YAML

Anchors and Aliases

If you have a common segment of yaml, you can create a reference to it. This is known as an anchor in yaml terms. Anchors are represented with a & character, similar to a C-style reference.

To use these anchors you can label a field as an alias, represented with an * character. This is also similar to C-style pointer dereferencing. These aliases will assuem the values of the anchored field.

If you would like to use an anchor as a template or base for your field and want to change just a fiew fields. You can use value overrides by placing the alias on it’s own line and prefixing it with <<: followed by a space. You can then specify the fields to add or override on the next lines below this.

The << string denotes that the key-value pairs from another object or ‘map’ should be merged into the current map. Effectively taking the values from the anchor and placing them in. This is what allows us to redefine the values, we are redefineing these values. This is how overrides work in yaml with anchors.

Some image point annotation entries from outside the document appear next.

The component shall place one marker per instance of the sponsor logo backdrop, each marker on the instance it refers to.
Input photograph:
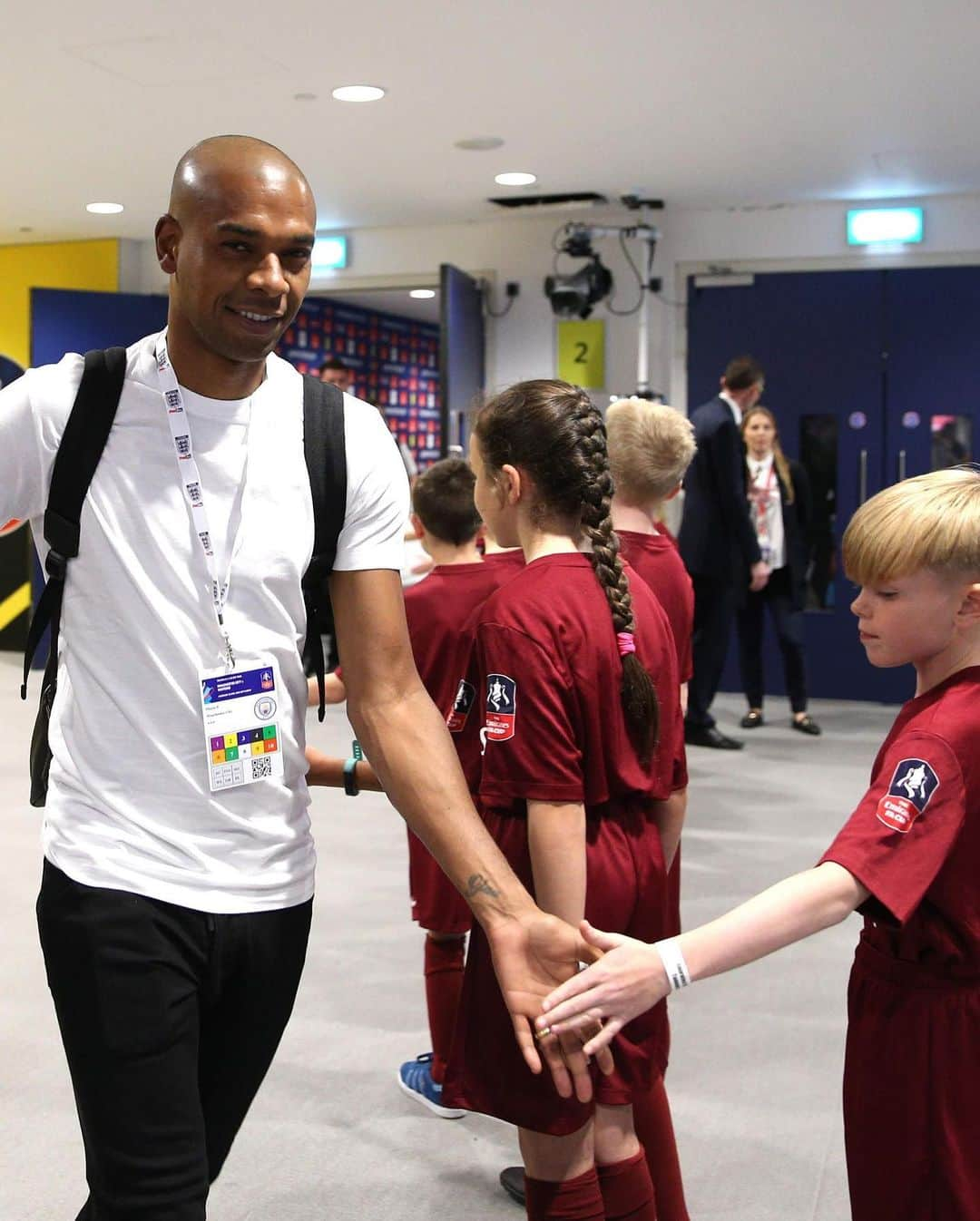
(395, 362)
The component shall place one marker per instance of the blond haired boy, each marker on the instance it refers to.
(651, 447)
(908, 858)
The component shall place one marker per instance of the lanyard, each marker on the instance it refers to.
(193, 493)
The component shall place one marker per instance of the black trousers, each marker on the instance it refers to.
(714, 612)
(170, 1019)
(778, 595)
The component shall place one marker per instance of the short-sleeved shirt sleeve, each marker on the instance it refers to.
(34, 410)
(528, 722)
(905, 826)
(373, 533)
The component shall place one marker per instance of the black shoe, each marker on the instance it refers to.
(710, 735)
(512, 1181)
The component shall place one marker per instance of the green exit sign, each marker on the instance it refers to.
(884, 226)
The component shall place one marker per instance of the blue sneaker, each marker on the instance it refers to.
(416, 1079)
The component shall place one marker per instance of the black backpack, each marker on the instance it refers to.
(82, 444)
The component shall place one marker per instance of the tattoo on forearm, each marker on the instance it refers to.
(479, 884)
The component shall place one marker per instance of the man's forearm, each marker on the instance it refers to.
(411, 750)
(328, 772)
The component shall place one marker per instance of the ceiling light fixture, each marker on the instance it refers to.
(358, 93)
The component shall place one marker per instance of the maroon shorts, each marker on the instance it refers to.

See the following example of a pipeline configuration to see anchors, aliases, and overrides in use:

definitions:
    steps:
        - step: &build
            name: Build step
            script:
                - make build
            artifacts:
                - bin/*.exe
        - step: &deploy
            name: Deployment step
            deployment: dev, test
            script:
                - make deploy

pipelines:
    branches:
        feature:
            - step: *build
            - step: *deploy
        develop:
            - step: *build
            - step:
                <<: *deploy
                deploymnt: test
        release:
            - step: *build
            - step:
                <<: *deploy
                deployment: production
                trigger: auth-required

Here is another example with a short grocery list:

groceries:
    - &favorate Apple
    - Bread
    - Milk
    - *favorate

This list will Shows that you can apply anchors to values as well as lists and objects.

Anchors as a whole can be redefined/overriden, it follows a top down approach, and must be defined before the use of an alias. Putting an alias before an anchor will caues an ‘reference does not exist’ error.